Тут товарищ Сталин снова указал ему на стул, и только Коля Половинкин выдохнул и собрался наконец присесть, как знакомые подружки-иголочки остро и беспрекословно упёрлись ему в виски. Как-то совсем нехорошо упёрлись.
Из приёмной послышался металлический хруст, крики и звуки падающих тел. Что характерно, падали эти тела не на пол, скорее разлетались по стенам и даже вроде бы к потолку. Раздался глухой треск, и Коля почему-то сразу понял, что это разваливается напополам письменный стол. Звенело стекло.
Первым среагировал незнакомый генерал-лейтенант. Подобравшись и хищно ощерившись, будто раскусил негодную цукерку, он прыжком занял позицию справа от двери. Одной рукой нашаривал он кобуру, да кобура была пуста; другой отмахнулся за спину, мол, не спи, укрывай! Абакумов с Меркуловым двигались тоже, и Берия, сидевший ко входу спиной, неудобнее всех, разворачивался вместе со стулом, на одной ножке.
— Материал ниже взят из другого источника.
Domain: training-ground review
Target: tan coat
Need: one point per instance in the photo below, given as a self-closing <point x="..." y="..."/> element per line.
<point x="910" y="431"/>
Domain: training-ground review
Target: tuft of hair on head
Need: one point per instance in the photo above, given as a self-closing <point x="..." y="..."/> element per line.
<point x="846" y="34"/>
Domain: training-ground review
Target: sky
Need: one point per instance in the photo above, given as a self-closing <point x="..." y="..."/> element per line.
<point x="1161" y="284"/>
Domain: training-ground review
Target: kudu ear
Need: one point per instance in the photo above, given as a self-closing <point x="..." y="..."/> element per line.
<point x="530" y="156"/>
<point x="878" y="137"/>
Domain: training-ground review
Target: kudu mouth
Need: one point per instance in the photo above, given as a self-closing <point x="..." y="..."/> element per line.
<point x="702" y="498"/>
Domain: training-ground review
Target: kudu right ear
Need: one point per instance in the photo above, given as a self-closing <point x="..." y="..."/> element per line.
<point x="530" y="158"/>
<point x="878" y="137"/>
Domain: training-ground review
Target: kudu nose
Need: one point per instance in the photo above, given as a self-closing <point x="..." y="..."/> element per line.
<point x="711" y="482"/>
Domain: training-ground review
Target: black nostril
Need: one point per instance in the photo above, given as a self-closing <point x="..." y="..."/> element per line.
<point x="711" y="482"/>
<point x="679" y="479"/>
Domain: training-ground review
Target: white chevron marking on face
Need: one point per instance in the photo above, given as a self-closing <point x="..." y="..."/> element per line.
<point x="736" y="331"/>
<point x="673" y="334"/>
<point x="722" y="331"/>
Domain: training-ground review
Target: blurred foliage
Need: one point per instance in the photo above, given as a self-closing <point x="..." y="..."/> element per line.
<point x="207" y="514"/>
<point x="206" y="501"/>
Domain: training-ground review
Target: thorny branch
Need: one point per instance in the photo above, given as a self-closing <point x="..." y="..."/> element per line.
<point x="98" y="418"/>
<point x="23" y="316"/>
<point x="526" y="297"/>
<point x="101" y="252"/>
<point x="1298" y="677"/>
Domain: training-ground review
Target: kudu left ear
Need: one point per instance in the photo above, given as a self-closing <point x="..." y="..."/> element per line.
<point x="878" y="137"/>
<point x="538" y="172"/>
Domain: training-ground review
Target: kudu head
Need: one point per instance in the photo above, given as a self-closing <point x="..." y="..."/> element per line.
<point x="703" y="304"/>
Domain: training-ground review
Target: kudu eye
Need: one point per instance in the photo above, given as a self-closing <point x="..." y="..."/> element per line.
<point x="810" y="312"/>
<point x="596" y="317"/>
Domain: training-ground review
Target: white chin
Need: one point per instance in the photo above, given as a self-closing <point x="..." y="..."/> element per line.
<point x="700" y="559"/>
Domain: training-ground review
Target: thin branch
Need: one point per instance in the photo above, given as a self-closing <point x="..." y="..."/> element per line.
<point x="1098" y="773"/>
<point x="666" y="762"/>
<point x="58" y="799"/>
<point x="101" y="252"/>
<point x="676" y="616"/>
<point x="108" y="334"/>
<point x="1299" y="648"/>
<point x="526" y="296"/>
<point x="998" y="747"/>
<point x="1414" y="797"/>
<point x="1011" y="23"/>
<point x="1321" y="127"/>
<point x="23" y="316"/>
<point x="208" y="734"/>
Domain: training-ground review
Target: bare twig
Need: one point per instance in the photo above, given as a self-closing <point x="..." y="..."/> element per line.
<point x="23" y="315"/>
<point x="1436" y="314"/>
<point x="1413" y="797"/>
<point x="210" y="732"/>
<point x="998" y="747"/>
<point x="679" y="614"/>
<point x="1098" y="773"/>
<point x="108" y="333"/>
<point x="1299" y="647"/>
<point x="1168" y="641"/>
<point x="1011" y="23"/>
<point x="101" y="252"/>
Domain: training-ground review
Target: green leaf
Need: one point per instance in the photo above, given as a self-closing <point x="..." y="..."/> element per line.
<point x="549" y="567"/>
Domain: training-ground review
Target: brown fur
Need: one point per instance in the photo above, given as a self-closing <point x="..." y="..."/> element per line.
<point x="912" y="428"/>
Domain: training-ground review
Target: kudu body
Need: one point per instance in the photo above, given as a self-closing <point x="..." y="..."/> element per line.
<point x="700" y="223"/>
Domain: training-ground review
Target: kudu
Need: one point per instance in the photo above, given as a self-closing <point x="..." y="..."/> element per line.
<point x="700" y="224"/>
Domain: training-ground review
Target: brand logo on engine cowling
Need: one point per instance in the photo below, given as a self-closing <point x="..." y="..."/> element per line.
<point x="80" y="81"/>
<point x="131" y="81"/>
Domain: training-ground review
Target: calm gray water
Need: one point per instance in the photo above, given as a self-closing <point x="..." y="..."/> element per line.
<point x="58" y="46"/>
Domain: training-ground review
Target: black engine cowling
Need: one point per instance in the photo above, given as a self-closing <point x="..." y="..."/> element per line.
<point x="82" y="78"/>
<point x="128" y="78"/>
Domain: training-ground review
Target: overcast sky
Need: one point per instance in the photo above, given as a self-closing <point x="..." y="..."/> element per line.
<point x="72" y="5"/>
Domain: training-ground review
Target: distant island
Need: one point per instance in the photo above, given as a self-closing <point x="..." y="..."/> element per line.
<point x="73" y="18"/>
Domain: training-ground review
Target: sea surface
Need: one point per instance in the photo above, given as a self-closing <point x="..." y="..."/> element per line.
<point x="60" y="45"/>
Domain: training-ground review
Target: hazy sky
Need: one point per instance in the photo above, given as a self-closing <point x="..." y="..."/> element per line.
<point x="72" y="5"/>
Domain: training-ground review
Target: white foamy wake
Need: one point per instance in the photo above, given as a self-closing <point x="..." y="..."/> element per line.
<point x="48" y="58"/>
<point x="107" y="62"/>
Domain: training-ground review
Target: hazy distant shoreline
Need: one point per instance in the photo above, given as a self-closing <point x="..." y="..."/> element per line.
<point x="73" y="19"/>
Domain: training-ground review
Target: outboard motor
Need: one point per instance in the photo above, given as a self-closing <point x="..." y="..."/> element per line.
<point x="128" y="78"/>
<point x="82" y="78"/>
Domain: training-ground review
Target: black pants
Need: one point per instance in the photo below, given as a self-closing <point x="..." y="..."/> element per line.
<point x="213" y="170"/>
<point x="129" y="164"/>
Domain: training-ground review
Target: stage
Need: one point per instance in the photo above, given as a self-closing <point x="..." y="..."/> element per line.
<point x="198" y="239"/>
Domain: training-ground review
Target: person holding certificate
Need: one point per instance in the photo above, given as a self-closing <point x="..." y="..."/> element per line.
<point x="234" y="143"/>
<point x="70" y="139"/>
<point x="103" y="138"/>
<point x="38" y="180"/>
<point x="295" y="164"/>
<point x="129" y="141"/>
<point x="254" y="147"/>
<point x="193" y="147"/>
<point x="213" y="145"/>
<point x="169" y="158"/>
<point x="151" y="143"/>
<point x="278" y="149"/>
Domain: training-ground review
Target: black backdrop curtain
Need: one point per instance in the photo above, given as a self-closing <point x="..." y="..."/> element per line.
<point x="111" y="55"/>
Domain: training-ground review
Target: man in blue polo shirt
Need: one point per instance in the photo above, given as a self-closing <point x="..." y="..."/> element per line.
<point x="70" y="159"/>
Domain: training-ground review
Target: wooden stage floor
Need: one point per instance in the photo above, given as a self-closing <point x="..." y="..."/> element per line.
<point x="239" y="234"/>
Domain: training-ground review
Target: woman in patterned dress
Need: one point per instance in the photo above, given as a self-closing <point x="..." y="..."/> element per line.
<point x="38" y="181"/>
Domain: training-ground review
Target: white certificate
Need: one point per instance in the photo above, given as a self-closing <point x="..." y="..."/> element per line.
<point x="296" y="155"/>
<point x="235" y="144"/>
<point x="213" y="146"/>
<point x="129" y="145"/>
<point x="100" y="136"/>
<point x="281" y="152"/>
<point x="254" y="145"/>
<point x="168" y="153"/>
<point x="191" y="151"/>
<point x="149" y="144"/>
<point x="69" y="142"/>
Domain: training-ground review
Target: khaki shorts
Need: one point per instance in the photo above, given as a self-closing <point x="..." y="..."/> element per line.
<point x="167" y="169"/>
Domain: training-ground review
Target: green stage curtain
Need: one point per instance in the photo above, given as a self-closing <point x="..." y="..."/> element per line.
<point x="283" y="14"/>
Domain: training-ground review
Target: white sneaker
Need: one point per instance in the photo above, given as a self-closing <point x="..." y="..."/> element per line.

Товарищ Сталин по-прежнему стоял с нераскуренной трубкой в руке. Он не казался напуганным, ни даже взволнованным. Он казался довольным.
Коля мимолётом подивился выдержке вождя, подхватил со стола тяжёлую пепельницу; в другую руку будто сам собою прыгнул маленький сварочный аппарат. Коля не знал, зачем: пепельница-то для броска была явно пригоднее.
Вопли в приёмной стихли. Умная лысая голова товарища Поскрёбышева просунулась было в кабинет, раскрыла рот – да так и сгинула обратно вместе с половинкой крепкой, тяжёлой дубовой двери. Вторая половина взорвалась ворохом древесной трухи, засыпая кабинет опилками. Бронзовые петли качнулись ещё раз и застыли, роняя гнутые шурупы.
На пороге возвышалась огромная чёрная фигура в блестящей каске, тёмном матовом нагруднике и длинном широком плаще. Руки и ноги пришельца покрывали перчатки и сапоги из плотного каучука, вроде автомобильных покрышек.
Подробнее Коля рассмотреть не успел, потому что опомнившиеся генералы не сговариваясь оттянулись от входа и как-то сами собой выстроились в тонкую линию между гигантом и товарищем Сталиным.
Гигант медленно повернул голову, и Коля понял, что вместо лица у пришельца маска со жвалами и круглыми глазами, как у огромной вши с агитплаката «Красноармеец! Берегись тифа!». Маска теперь смотрела прямо на Колю.
«Ещё один сварщик, бригадир, наверное», – подумал Половинкин, поспешно вставая в шеренгу с начальством.
«Занятные лампочки на груди», – подумал Берия, вспоминая электрические счётные устройства профессора Лебедева.
«Какой типаж для пьесы про инженера!» – подумал Меркулов, мысленно прикидывая сюжетец.
«Здоровый шкафчик, ну да не таких роняли», – подумал Абакумов, незаметно разминая трицепсы.
«Жаль, нет ледоруба хотя бы», – подумал Судоплатов, да кто ж с ледорубом ходит к Сталину.
– Присаживайтесь, товарищ, – сказал Сталин, указывая на стул.